Served by South Central Power Company, the park sits on an open patch of land within Hocking Hills State Park. It’s named for the Ohio-born-and-bred astronaut who was the first American to orbit the Earth. JGAP opened in 2018, but Hoehne had been thinking for years about creating a venue where the public could connect with the cosmos. “I got the idea in 2003,” he says. “I was giving a talk about the Perseid meteor shower, and a woman mentioned that it would be great to have a place to look at the stars on her own without having to pay something or drive for a long distance.”
While hikers and outdoors-lovers prize the pristine scenery and fantastic rock formations in southeast Ohio’s Hocking Hills, the region’s distance from big city lights also makes it a natural destination for amateur astronomers. “This place is about as dark at night as it gets in Ohio,” Hoehne says.

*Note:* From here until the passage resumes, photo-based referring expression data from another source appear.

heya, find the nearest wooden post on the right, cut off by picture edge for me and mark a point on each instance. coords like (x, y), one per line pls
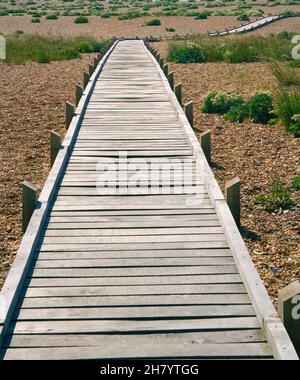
(289, 311)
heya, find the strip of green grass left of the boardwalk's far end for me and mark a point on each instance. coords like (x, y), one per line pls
(22, 48)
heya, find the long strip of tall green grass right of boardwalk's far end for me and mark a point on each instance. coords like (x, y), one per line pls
(234, 49)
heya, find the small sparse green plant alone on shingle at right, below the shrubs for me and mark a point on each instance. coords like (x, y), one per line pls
(279, 198)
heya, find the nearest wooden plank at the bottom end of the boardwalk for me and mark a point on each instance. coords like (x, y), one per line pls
(121, 349)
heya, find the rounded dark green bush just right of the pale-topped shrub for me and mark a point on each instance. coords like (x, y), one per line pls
(260, 107)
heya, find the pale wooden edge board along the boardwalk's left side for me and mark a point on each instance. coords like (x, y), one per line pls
(17, 274)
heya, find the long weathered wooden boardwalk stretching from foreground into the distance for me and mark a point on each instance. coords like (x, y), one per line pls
(105, 273)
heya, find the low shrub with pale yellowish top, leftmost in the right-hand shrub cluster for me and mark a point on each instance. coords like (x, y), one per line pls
(221, 102)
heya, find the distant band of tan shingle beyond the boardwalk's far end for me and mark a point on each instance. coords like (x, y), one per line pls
(98, 27)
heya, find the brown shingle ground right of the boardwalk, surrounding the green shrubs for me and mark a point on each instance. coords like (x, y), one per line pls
(257, 154)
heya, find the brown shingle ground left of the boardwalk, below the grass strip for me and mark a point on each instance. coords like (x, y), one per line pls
(32, 103)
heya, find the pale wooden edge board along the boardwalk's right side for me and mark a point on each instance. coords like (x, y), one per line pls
(268, 318)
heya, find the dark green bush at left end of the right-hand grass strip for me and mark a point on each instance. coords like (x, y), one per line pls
(185, 52)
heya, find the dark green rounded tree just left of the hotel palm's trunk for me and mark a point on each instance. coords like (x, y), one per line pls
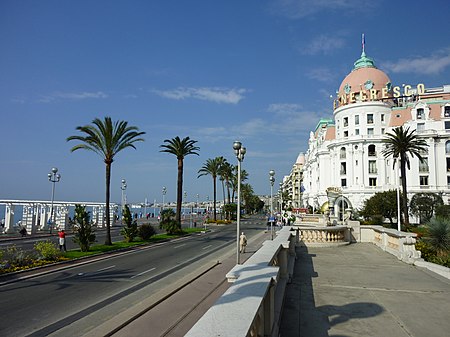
(381, 204)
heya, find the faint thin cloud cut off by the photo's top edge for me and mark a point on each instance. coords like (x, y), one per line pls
(297, 9)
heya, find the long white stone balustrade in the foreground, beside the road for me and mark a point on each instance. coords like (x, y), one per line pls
(252, 304)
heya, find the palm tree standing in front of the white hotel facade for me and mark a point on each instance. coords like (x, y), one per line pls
(400, 144)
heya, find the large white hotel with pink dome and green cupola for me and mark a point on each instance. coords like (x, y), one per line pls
(344, 153)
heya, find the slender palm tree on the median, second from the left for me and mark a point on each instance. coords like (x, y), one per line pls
(180, 148)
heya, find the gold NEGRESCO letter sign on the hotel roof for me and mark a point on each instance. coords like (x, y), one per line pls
(371, 94)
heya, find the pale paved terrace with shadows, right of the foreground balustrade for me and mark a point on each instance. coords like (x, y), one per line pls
(359, 290)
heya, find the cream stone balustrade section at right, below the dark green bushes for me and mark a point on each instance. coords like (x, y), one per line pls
(400, 244)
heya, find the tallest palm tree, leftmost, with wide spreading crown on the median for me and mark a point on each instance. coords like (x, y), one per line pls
(107, 138)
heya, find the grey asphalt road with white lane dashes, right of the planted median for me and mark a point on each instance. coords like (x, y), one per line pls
(42, 305)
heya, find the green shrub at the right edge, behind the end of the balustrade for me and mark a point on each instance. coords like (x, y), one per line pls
(439, 236)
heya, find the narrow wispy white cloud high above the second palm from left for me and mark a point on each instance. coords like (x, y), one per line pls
(217, 95)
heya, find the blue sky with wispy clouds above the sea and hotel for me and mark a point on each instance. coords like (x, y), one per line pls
(259, 71)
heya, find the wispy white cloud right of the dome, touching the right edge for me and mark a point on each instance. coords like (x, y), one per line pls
(432, 65)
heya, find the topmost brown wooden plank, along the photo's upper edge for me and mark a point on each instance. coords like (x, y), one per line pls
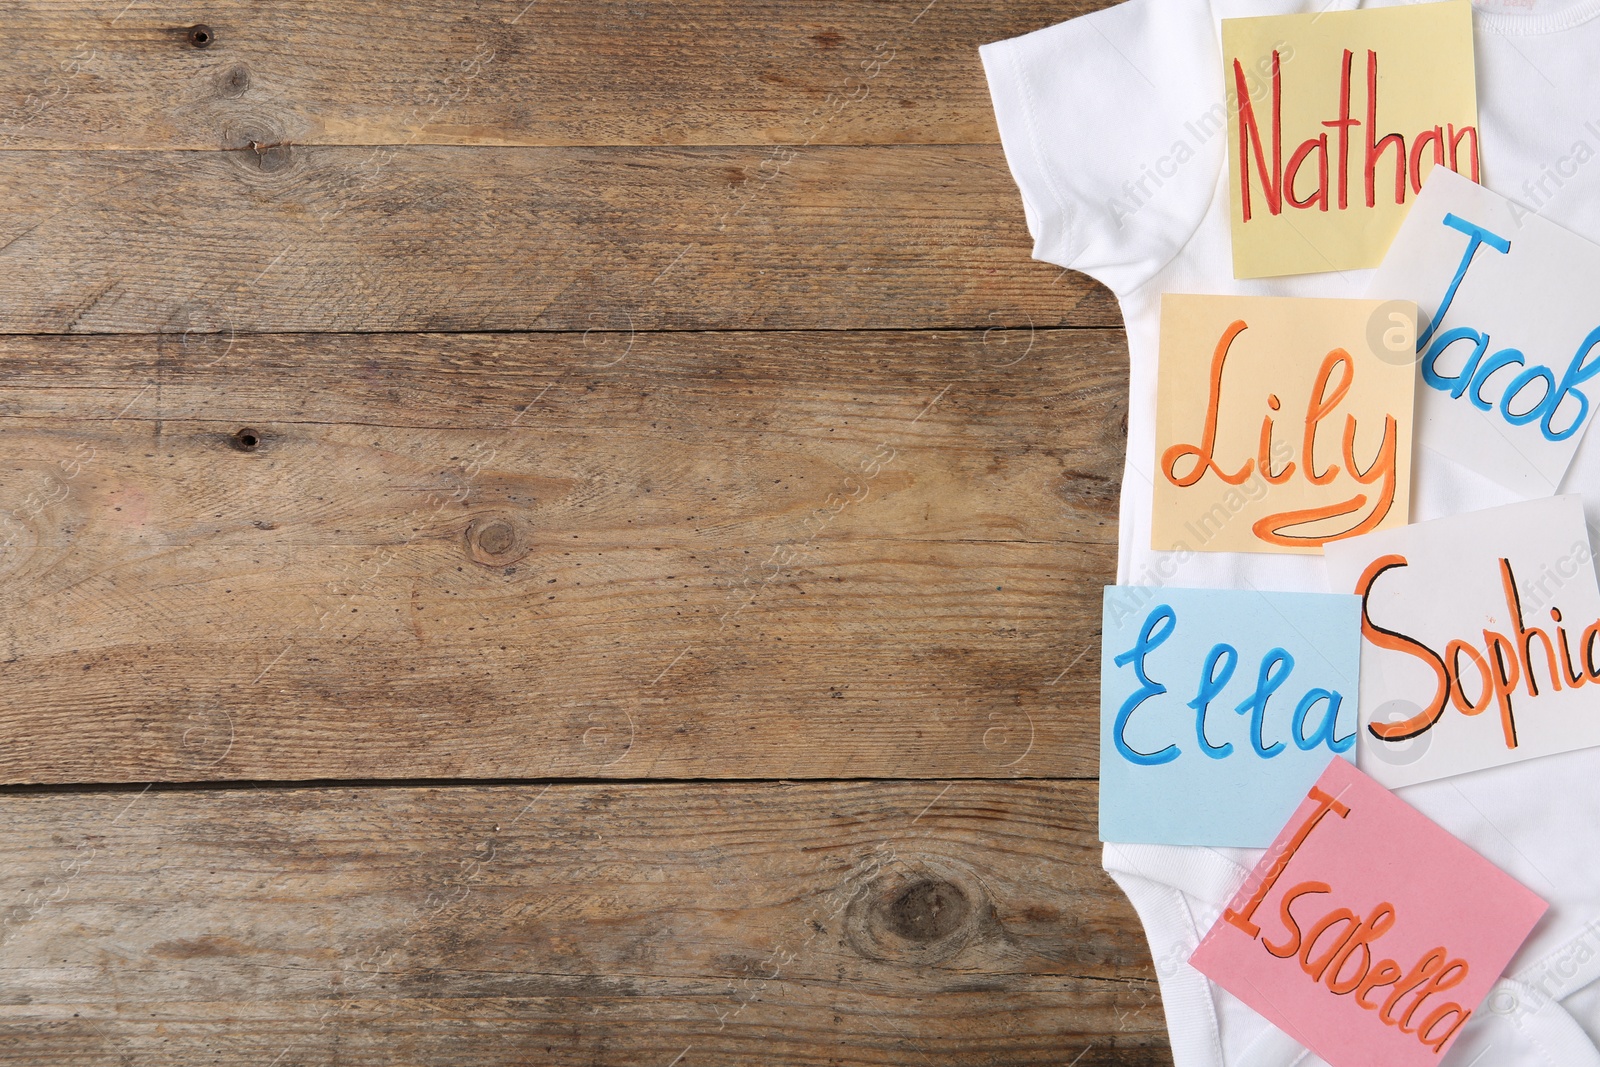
(105, 76)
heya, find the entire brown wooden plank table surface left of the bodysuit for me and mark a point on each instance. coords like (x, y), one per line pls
(546, 533)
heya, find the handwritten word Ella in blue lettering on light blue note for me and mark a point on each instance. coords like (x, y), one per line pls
(1215, 676)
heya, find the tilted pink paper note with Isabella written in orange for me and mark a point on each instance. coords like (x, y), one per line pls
(1367, 933)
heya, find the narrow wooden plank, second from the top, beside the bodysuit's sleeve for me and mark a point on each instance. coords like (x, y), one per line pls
(522, 239)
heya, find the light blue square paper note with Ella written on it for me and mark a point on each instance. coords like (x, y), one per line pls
(1220, 709)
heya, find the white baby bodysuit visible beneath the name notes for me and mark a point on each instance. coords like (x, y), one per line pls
(1116, 130)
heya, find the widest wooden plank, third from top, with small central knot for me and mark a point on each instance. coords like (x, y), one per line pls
(679, 556)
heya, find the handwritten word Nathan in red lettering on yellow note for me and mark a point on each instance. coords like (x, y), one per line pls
(1281, 185)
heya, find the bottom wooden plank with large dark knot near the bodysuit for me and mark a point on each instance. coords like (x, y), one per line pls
(692, 924)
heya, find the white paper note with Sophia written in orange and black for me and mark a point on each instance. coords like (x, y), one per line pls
(1481, 641)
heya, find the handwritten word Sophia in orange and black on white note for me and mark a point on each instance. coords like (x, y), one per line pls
(1505, 661)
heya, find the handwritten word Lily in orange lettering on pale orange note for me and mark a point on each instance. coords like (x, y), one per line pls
(1334, 385)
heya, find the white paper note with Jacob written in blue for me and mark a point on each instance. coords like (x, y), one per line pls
(1511, 338)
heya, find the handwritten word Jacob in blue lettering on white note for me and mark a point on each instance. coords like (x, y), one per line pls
(1484, 366)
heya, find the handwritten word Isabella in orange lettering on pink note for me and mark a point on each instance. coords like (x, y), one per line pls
(1338, 949)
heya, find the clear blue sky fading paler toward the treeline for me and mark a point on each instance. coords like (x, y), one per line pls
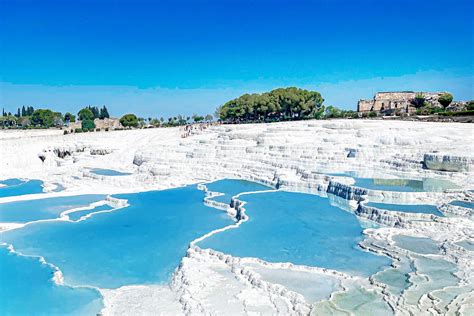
(163, 58)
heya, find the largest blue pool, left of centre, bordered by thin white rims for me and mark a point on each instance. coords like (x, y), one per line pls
(139, 244)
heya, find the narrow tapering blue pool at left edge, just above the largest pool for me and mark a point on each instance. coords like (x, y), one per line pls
(41, 209)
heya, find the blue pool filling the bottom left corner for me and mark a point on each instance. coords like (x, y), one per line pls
(41, 296)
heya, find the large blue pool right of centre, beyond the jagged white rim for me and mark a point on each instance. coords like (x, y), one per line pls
(301, 229)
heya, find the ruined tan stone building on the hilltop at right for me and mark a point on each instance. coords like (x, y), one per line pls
(397, 102)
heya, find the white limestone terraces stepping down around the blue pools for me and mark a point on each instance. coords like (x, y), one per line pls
(292, 156)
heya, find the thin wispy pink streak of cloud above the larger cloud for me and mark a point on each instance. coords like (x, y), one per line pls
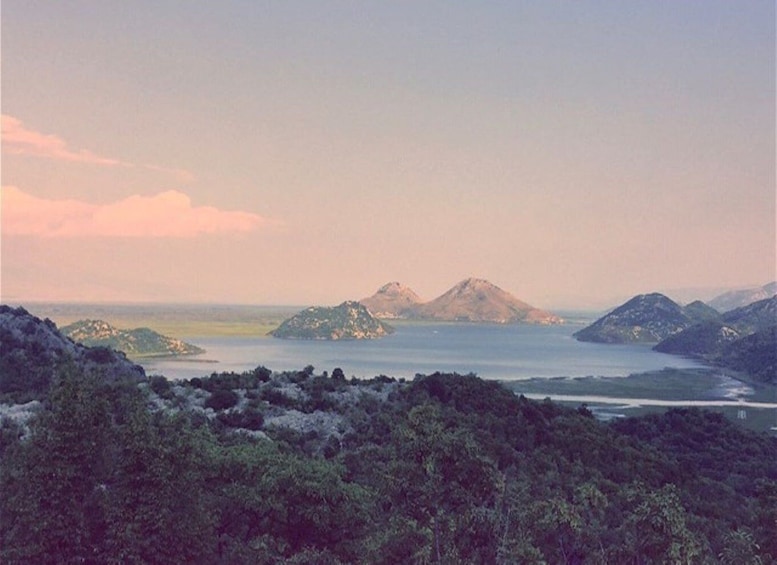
(18, 139)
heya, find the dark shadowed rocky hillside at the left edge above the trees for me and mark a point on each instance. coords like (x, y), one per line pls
(32, 349)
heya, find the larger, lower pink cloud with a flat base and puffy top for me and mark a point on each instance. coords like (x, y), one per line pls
(167, 214)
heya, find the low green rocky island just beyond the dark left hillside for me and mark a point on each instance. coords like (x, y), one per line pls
(139, 342)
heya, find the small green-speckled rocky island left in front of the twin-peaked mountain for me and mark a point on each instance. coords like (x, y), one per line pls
(349, 320)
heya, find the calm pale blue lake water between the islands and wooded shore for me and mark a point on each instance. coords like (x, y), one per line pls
(490, 351)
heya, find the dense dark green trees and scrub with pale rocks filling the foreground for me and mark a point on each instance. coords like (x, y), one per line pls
(443, 469)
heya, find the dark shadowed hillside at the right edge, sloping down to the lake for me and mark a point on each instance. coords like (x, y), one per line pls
(742, 339)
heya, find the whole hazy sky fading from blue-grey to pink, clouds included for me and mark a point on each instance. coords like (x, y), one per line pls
(250, 152)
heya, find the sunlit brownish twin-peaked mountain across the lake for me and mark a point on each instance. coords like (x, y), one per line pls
(471, 300)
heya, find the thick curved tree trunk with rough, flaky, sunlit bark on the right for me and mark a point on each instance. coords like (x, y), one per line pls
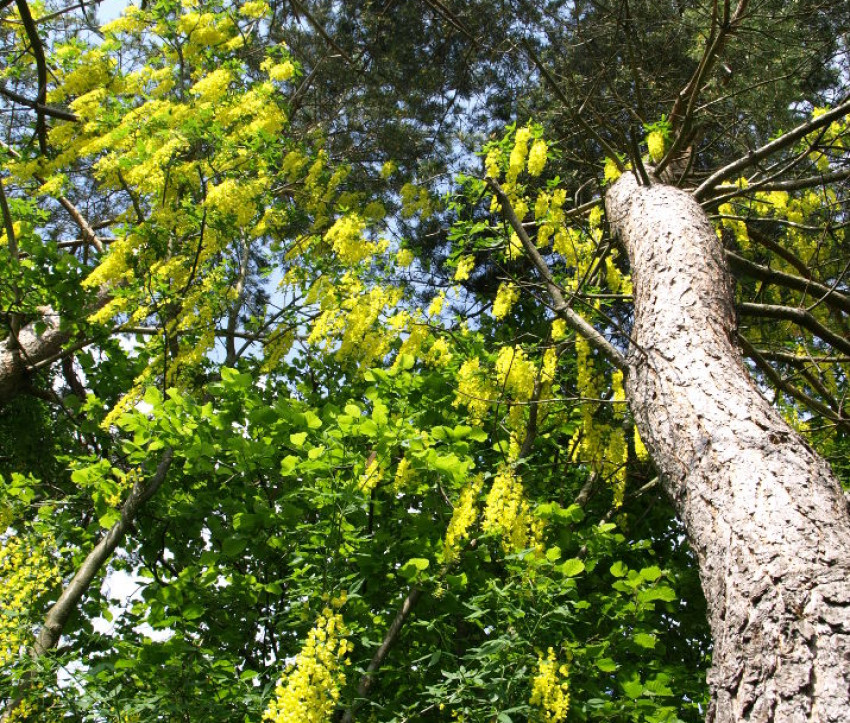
(763, 512)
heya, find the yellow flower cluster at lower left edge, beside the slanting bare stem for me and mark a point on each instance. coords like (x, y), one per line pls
(28, 569)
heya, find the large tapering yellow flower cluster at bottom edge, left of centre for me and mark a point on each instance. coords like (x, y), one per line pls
(309, 690)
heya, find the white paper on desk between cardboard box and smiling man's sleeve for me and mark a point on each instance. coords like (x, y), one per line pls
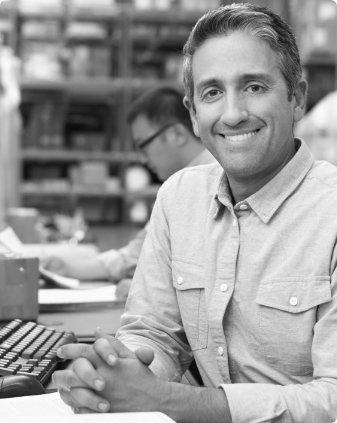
(77, 296)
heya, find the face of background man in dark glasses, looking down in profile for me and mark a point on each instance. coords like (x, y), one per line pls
(160, 155)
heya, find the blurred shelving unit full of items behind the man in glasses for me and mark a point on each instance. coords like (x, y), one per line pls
(74, 118)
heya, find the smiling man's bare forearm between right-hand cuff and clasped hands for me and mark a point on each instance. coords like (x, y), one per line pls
(186, 404)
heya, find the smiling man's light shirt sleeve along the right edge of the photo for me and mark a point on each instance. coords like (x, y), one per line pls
(311, 402)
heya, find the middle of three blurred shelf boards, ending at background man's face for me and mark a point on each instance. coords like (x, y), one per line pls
(33, 154)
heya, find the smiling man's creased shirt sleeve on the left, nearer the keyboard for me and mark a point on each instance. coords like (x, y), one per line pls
(152, 316)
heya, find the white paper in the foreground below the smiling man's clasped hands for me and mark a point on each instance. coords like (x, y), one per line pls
(50, 408)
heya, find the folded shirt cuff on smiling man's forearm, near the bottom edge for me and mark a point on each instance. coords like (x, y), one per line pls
(252, 402)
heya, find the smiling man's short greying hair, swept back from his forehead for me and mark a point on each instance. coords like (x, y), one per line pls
(257, 21)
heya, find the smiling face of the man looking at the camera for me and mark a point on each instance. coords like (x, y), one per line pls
(242, 112)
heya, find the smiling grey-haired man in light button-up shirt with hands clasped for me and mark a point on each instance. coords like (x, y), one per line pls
(238, 268)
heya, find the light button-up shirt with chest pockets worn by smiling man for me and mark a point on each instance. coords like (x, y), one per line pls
(269, 339)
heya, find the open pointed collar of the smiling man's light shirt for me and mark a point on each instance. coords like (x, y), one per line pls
(269, 198)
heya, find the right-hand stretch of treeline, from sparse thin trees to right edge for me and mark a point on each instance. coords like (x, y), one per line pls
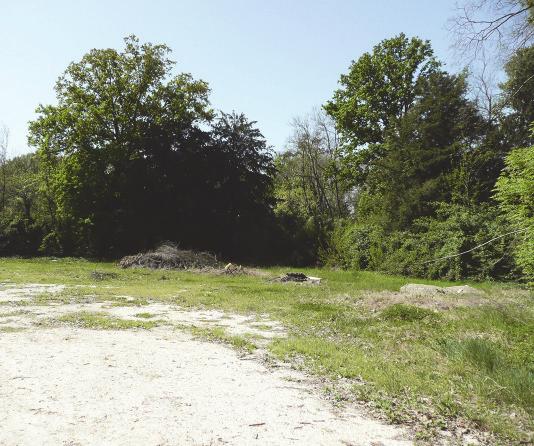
(425, 172)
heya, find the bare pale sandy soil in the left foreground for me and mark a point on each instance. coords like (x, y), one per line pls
(71, 386)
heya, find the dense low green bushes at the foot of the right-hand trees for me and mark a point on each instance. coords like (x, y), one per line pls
(431, 248)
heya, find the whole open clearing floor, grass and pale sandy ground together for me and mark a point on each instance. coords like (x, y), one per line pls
(92, 354)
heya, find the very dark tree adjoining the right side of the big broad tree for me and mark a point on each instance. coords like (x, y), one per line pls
(235, 189)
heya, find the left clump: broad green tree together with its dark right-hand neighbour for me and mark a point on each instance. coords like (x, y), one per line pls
(129, 158)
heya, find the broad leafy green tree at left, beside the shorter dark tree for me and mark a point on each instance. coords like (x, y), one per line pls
(119, 117)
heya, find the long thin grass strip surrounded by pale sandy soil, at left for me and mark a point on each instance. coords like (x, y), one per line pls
(101, 321)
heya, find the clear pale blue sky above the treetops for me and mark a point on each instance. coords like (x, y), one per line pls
(272, 59)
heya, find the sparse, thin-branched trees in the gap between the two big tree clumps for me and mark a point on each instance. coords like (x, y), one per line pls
(310, 192)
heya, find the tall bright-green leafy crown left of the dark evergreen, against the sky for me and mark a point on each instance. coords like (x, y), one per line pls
(378, 91)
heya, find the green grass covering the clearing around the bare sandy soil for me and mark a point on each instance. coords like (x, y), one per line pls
(430, 367)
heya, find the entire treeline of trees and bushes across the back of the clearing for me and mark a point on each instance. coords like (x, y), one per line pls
(400, 168)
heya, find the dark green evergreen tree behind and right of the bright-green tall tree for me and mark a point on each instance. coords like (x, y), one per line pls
(423, 156)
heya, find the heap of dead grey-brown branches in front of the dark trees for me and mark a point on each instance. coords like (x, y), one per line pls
(169, 256)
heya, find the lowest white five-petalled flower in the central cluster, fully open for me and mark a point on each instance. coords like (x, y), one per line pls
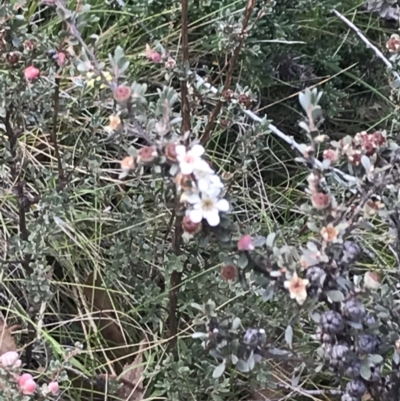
(206, 207)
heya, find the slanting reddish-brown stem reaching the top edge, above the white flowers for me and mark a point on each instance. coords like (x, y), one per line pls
(232, 64)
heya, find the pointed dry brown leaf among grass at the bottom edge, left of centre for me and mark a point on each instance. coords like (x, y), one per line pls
(131, 378)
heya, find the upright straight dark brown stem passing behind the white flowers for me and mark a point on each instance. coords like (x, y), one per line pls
(176, 277)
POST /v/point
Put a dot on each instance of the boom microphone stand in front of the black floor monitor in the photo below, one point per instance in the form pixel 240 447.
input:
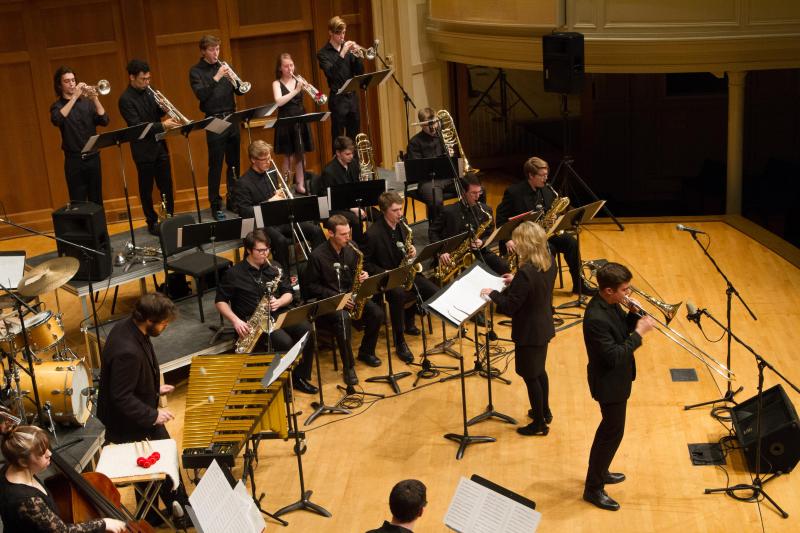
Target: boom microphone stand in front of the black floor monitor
pixel 757 484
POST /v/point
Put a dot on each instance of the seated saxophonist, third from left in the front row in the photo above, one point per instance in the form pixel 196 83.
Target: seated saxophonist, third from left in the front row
pixel 385 249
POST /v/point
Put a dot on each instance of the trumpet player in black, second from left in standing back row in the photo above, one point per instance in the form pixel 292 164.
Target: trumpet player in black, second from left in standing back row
pixel 137 106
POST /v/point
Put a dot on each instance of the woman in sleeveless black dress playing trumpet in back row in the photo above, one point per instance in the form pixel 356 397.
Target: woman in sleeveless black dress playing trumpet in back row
pixel 288 138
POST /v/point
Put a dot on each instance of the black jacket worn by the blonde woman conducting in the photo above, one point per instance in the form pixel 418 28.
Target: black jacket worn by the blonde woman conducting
pixel 528 301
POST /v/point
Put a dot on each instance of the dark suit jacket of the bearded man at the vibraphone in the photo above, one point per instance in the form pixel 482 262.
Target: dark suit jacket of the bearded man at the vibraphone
pixel 129 384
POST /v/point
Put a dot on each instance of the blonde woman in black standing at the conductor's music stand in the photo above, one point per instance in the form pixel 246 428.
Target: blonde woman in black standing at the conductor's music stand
pixel 528 301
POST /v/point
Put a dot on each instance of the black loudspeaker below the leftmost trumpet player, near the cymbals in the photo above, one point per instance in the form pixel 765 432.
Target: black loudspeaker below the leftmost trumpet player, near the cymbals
pixel 85 224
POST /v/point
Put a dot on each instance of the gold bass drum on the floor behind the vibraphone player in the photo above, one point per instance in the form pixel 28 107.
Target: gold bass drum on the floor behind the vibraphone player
pixel 66 385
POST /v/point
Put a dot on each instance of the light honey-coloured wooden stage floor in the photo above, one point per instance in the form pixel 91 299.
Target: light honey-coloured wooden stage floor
pixel 352 461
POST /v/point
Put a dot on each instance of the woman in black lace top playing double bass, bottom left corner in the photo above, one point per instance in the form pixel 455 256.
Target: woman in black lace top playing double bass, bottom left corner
pixel 25 502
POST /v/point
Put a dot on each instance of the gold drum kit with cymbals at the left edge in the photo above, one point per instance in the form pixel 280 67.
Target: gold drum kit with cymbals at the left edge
pixel 52 377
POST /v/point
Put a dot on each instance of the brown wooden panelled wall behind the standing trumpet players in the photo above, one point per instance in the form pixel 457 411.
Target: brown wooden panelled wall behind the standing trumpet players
pixel 98 37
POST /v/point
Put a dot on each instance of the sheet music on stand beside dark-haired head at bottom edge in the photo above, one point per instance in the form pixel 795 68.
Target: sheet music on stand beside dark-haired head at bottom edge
pixel 478 509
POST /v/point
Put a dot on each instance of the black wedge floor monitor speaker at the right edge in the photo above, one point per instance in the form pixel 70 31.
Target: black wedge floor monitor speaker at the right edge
pixel 780 431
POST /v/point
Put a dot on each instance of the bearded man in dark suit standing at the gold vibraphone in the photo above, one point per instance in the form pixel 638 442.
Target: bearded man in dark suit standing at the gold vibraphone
pixel 130 384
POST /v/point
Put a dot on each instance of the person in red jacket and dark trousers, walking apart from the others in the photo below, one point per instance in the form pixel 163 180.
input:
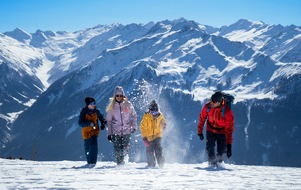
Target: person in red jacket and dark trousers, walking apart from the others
pixel 219 120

He certainly ought to know about the Buckeye State’s nocturnal skies. Hoehne, who is from Columbus, has been studying them ever since he was a preschooler and snagged a plastic telescope on a trip to COSI. Although his day job is working as a medical photographer and illustrator at Nationwide Children’s Hospital, Hoehne has devoted countless nights to astronomy, serving as president of the Columbus Astronomical Society and presenting numerous programs at Perkins Observatory in Delaware. “I started volunteering at the observatory in 1994 because I wanted to be there to view Comet Shoemaker-Levy 9 when it crashed into Jupiter,” he says.
The Friends of Hocking Hills State Park raised more than $1 million to build JGAP, and Hoehne worked closely with members of the nonprofit organization to design it. He also enlisted help from his wife, Lucia Hieida-Hoehne, who used her architecture training to turn his concepts into reality by acting as the dark park’s construction manager. “I did the fun work, and she did the grunt work,” Hoehne says, grinning.
JGAP features a circular plaza proportioned to convey a sense of the solar system’s magnitude. The plaza is 80 feet in diameter, representing the size of the sun. Inside are a round bench measuring 7.5 feet in diameter and an 8.25-inch diameter sphere that indicate the relative sizes, respectively, of Jupiter and Earth. Flanking the plaza are stone pillars that earn the structure the nickname “Ohio’s Stonehenge.” The pillars have slots that channel shafts of sunlight on the days that start each season. The slots on the plaza’s east side catch sunrises on the solstices and equinoxes, and the ones on the west side catch the sunsets, Hoehne says.
Near the plaza, a small observatory houses one of the largest telescopes in Ohio — a Dobsonian with a 28-inch mirror that Hoehne calls JGAP’s “wow” telescope — as well as a special solar telescope for observing the sun. Though people can bring their own telescopes to JGAP anytime, Hoehne typically only opens the observatory’s roof and conducts programs on Fridays and Saturdays. Late summer is the best time to see the Milky Way at JGAP.
And at the end of the year, the view of Mars should be positively heavenly, for Earth and the Red Planet once again will circle near each other.
“December 8,” says Hoehne, “is going to be ideal because Mars will appear at its best and brightest in the night sky.”